Yes, but we need a new idea. Instead of a sequential container, we need a tree.
14.1.1. The tree ADT¶
A tree is a hierarchical abstract data type. Conceptually, it can be thought of as a collection of nodes defined by parent-child relationships.
One node is the root. It serves as the ‘trunk’ of the tree and serves the same function as the head of a list The root node is the only node in a tree without a parent. All other nodes in a tree refer to exactly 1 parent. In a binary tree, the children are commonly referred to as the left and right nodes.
Yes, programmers draw trees upside-down. The root is above the branches.
The height of a tree is the count of the nodes along the longest path in a tree from the root to a leaf node.
Although there are many different types of trees, we need only worry about binary trees. A binary tree is a tree in which no node has more than 2 children. Any tree node may have 0, 1, or 2 children. A tree node with no children is a leaf node.

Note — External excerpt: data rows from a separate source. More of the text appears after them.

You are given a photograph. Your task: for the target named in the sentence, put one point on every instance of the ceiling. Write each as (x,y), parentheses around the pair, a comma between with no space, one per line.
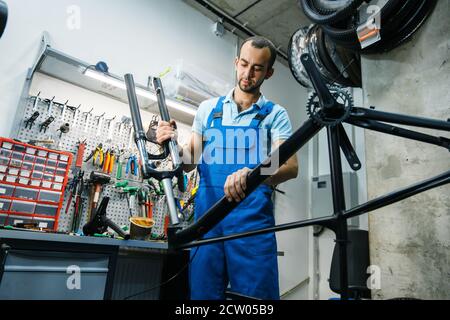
(276,20)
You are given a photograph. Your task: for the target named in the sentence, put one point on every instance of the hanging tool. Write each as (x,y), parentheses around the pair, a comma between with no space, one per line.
(100,222)
(151,132)
(107,158)
(99,125)
(36,101)
(86,122)
(31,120)
(78,204)
(111,126)
(81,148)
(108,164)
(170,147)
(44,125)
(143,202)
(132,192)
(132,166)
(119,164)
(97,156)
(75,115)
(65,128)
(112,160)
(63,112)
(50,105)
(97,180)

All of these are valid binary trees:
A balanced tree (one with the roughly equal numbers of nodes in each subtree), provides the tidy room we need to ensure reasonably fast inserts and retrievals. A tree must be both balanced and sorted for us to gain benefits from a tree.

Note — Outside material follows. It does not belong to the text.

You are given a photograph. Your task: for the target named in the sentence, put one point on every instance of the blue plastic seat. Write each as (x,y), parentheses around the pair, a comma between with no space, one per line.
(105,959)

When a tree is balanced and sorted, the cost of both inserts and retrievals are on average \(log_2{N}\). Binary trees provide a way for us to ‘formalize’ our half-splitting solution.
Unbalanced trees are not much more than fancy linked lists. The performance of unbalanced trees degrades back to the messy room, with all of the problems and none of the benefits.
Balanced trees are the data structures that support both sets and maps.